I prefer the library-world—vast dusty buildings full of documents that may or may not have been disturbed in the last five hundred years, treasures in plain sight just waiting for the discerning eye to notice their true worth. And isn’t that the goal of scholarship? To see something—to make a connection—to get what was being said. To communicate. It’s like time-travel.
I took the GRE on Wednesday. Honestly, it wasn’t so bad. The preceding stress was so much worse than the test—I kept getting stuck in a mental cycle of If I blow this, I’ll never have a career. I’ll be stuck doing something I hate and end up miserable and bitter. I won’t be able to continue in this field of study that I find so intriguing. I can’t blow this. If I blow this, I’ll… you get the idea. It was a little overly-dramatic, but still—arguably justified. It’s an important test. And I did fine. I didn’t blow it. I forgot to breathe several times, I’d been so focused on the test that it took me fifteen minutes to remember what graduate programs I wanted my scores sent to, and I really should have arranged a ride home (driving after a major test should be like driving after a fourth cocktail: absolutely verboten) but I survived both the test and the drive home.
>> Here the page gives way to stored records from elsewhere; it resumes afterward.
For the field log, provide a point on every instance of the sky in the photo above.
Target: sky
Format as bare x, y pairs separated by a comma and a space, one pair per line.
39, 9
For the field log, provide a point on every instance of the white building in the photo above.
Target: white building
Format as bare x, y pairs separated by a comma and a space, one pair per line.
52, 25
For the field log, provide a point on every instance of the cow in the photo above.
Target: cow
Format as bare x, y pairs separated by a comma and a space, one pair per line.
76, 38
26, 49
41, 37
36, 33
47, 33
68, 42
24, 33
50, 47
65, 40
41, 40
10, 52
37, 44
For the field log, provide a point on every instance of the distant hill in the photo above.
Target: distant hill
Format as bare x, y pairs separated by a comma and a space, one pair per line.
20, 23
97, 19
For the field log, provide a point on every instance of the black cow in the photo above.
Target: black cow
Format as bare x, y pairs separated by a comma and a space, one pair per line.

I know The Historian is fiction: logically the world of academia that it portrays is as fictional as the vampires who stalk the tweedy academics. But excerpts like this one—when the passion of a bibliophile kind of spills over from plot and just makes such a lovely moment of description—remind me why I do what I do and why I want to do what I want to do. It’s all about the paradise of learning, the dusty sunlight touching mountains of books and brushing serious, studious faces.